The Micro-Immunotherapy Medicine 2LPAPI? Displays Immune-Modulatory Effects in a Model of Human Papillomavirus Type-16 L1-Protein Capsid-Treated Human Peripheral Blood Mononuclear Cells and Antiproliferative Effects in a Model of Cervical Cancer Cells

The human papillomavirus (HPV), a major carcinogenic pathogen, can cause cervical cancer through persistent infection.
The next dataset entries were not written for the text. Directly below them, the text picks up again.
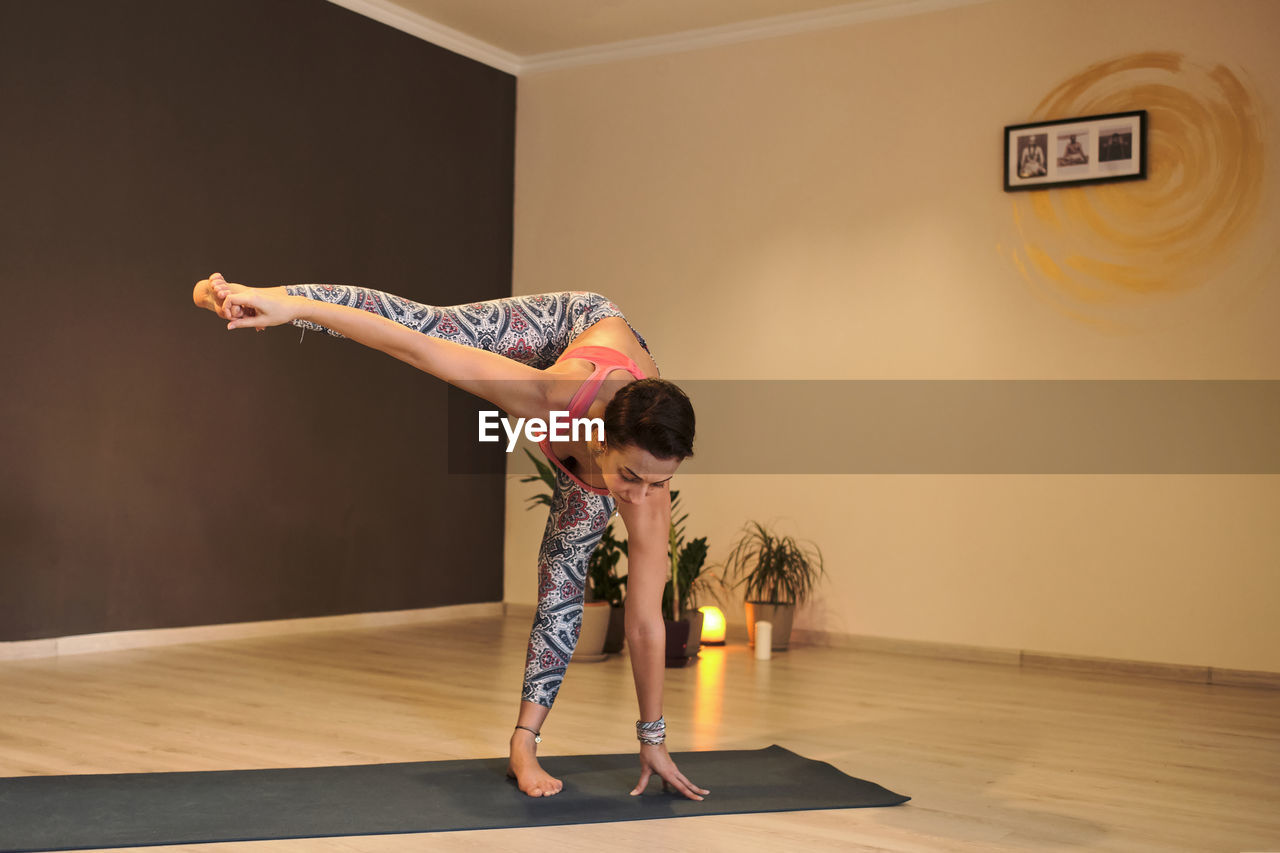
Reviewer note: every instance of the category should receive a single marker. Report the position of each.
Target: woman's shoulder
(615, 333)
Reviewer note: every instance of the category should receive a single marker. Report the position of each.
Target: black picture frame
(1091, 149)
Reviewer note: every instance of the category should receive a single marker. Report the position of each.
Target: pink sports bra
(606, 360)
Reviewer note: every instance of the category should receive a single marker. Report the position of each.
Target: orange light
(713, 625)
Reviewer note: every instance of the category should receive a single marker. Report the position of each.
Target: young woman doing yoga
(517, 354)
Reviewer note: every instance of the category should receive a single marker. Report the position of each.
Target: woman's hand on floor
(656, 761)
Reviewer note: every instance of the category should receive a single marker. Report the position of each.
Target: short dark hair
(654, 415)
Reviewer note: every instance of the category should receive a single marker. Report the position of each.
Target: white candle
(763, 641)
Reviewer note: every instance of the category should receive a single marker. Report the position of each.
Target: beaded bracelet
(652, 733)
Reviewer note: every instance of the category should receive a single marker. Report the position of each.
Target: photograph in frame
(1089, 149)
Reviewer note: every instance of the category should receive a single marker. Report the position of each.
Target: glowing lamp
(713, 625)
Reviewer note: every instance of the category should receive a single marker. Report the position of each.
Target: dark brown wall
(160, 470)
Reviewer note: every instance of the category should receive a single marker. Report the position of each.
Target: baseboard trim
(118, 641)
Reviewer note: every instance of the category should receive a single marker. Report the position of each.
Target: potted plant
(607, 584)
(597, 610)
(776, 573)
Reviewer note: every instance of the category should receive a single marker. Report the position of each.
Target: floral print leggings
(534, 331)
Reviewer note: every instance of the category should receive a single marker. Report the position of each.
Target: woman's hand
(247, 306)
(656, 761)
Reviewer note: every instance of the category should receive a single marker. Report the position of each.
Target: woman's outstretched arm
(648, 525)
(513, 387)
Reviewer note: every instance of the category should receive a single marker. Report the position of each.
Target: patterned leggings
(534, 331)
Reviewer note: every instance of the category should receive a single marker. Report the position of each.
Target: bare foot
(524, 767)
(204, 296)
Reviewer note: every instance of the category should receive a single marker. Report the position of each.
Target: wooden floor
(995, 757)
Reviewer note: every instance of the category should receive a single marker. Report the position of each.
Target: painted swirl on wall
(1102, 249)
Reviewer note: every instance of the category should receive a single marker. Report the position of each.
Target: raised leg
(531, 329)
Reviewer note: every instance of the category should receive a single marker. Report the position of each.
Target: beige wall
(828, 205)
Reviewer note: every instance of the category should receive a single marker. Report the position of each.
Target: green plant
(773, 569)
(545, 475)
(602, 569)
(688, 560)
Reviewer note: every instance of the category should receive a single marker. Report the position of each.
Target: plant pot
(617, 633)
(595, 626)
(677, 643)
(777, 615)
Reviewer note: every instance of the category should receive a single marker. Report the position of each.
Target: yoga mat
(135, 810)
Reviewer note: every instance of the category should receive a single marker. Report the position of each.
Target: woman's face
(632, 474)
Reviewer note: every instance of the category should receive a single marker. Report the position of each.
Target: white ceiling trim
(437, 33)
(757, 30)
(461, 42)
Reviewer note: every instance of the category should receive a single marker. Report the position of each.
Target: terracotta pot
(590, 638)
(677, 643)
(777, 615)
(695, 632)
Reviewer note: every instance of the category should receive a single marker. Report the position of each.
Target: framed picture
(1082, 150)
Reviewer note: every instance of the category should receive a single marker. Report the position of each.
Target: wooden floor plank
(995, 757)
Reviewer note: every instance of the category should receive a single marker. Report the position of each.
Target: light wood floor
(995, 758)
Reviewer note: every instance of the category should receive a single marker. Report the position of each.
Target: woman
(517, 354)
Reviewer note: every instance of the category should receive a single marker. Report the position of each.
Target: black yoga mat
(135, 810)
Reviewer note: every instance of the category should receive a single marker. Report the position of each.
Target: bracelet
(652, 733)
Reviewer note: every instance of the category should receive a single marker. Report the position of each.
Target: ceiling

The immune system typically fights off the virus, albeit long-term activation may promote carcinogenesis. The micro-immunotherapy medicine 2LPAPI (R) holds promise for aiding viral clearance and mitigating cervical cancer risk, and our research aimed to examine the effects of this medicine in vitro. We focused our investigations on the two most prevalent genotypes of HPV causing persistent infection, HPV-16 and HPV-18. We found that 2LPAPI (R) boosted the secretion of IL-6, IFN-gamma, and IP-10 in human immune cells when exposed to HPV-16 proteins, suggesting enhanced defensive responses to HPV-16. Some of the active substances curtailed T-cell proliferation and activity and displayed antiproliferative properties on HPV-18 positive cervical cancer-derived HeLa cells in nutrient-restricted conditions. These results unveil 2LPAPI (R)'s potential dual role: immunomodulation for HPV-16-affected immune cells and antiproliferative activity against a model of HPV-18-positive-cervical cancer cells. Human papillomavirus (HPV) is the second most common infectious agent causing cancer. Persistent infection with high-risk (HR)-HPV can lead to cervical intra-epithelial neoplasia and cervical carcinomas (CC). While host immune response is necessary for viral clearance, chronic immune activation contributes to a low-grade inflammation that can ultimately lead to carcinogenesis. The micro-immunotherapy medicine (MIM) 2LPAPI (R) could be a valuable tool to manage the clearance of the virus and reduce the risk of developing CC. In this in vitro study, we aimed to investigate its mode of action. We showed that actives from the MIM increased the IL-6, IFN-gamma, and IP-10 secretion in human peripheral blood mononuclear cells (PBMCs) exposed to peptides derived from the HPV-16 capsid (HPV16((L1))). This could reflect an increase in the immune activity toward HPV-16. At the same time, some active substances reduced the lympho-proliferation and the expression of T-cell activation markers. Finally, some of the MIM actives displayed antiproliferative effects in CC-derived HeLa cells under serum-starvation conditions. Altogether, this body of data highlighted for the first time the dual effect of MIM in the framework of HR-HPV infections as a potential (i) immune modulator of HPV16((L1))-treated PBMCs and (ii) antiproliferative agent of HPV-positive CC cells.